Despite a strong warning from Reykjavík of possible legal repercussions, Jónsdóttir plans to arrive in the US on April 5. She says that her trip, coinciding with the third anniversary of the release of the video, is her way of saying that she refuses to live in fear.
She told the Guardian, “I don’t want to live in the shadows. I don’t think I’ve done anything illegal or that I’m an enemy of the US state, but if they think I’ve committed a crime, I want to know.”

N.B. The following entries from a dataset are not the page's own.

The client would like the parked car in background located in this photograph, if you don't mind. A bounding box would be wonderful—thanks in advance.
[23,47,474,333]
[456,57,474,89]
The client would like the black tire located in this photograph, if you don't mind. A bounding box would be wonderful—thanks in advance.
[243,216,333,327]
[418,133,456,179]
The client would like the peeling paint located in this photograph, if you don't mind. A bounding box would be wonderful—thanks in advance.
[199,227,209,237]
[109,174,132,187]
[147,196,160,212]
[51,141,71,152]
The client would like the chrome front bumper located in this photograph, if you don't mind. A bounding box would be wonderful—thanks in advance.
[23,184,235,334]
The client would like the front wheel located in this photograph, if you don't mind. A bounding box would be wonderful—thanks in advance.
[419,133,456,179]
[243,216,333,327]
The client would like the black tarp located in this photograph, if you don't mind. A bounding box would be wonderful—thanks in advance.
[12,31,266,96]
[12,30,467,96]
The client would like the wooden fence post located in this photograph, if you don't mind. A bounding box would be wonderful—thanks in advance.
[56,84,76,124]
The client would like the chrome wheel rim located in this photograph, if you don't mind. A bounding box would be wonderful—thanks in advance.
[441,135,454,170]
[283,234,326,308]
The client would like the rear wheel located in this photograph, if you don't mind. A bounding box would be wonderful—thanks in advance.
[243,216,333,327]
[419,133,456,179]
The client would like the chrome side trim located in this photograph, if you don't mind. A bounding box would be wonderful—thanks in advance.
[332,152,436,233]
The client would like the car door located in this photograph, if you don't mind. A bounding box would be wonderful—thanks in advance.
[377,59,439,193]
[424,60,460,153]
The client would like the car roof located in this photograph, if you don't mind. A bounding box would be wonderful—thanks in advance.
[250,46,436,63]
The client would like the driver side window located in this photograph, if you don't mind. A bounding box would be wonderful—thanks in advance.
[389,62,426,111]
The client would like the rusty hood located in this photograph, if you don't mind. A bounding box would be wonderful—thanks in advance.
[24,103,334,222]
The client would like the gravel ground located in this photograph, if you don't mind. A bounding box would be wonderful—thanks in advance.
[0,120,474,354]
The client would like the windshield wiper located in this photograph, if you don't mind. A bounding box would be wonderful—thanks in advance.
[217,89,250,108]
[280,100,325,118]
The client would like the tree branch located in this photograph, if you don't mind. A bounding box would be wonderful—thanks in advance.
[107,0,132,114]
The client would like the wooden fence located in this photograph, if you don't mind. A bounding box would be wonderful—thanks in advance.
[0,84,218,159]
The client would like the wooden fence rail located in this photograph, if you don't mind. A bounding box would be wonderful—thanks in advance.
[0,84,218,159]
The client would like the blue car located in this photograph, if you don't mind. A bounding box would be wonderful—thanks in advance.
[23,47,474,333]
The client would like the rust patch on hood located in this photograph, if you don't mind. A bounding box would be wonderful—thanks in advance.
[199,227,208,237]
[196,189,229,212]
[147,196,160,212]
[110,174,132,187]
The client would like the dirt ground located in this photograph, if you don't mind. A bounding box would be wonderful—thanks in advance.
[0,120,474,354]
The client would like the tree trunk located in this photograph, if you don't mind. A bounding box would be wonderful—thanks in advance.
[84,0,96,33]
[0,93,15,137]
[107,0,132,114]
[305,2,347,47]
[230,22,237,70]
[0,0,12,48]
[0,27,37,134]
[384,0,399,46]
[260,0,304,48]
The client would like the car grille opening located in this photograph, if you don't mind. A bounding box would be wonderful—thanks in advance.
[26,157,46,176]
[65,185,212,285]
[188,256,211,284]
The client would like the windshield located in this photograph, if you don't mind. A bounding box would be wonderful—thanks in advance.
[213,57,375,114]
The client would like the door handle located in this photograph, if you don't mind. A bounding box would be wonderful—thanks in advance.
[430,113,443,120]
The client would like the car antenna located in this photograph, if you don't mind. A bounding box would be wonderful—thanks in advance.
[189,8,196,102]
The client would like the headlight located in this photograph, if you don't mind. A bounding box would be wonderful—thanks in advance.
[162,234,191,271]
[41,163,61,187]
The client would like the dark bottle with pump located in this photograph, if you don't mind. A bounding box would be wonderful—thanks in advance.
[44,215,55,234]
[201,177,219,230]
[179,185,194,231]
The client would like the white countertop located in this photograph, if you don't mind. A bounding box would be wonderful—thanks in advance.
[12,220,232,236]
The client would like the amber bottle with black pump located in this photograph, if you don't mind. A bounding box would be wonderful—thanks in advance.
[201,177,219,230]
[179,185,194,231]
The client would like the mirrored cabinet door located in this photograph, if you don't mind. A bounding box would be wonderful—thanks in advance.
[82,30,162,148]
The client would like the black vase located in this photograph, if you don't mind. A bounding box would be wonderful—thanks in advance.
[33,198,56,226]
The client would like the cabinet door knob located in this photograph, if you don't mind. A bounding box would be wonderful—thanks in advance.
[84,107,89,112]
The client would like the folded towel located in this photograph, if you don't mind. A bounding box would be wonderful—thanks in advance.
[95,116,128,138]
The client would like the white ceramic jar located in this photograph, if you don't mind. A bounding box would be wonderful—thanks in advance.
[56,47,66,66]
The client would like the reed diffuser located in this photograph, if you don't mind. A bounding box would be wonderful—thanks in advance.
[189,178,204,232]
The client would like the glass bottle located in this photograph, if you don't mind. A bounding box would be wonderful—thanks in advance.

Jónsdóttir is also planning a photo exhibit of the stills that she extracted from the footage during her visits to New York and Los Angeles, and hopes to take this exhibition across the US, prior to Manning’s trial.
She told the media, “It’s deeply troubling to me that he is the only one suffering the consequences – none of the people responsible for the war crimes in the video have been held accountable.”
Since she released the video, the US Government has tried repeatedly to gain access to Jónsdóttir’s private information. Twitter was forced to release her user data in 2011, after receiving a subpoena from Washington, demanding personal data dating back to 2009.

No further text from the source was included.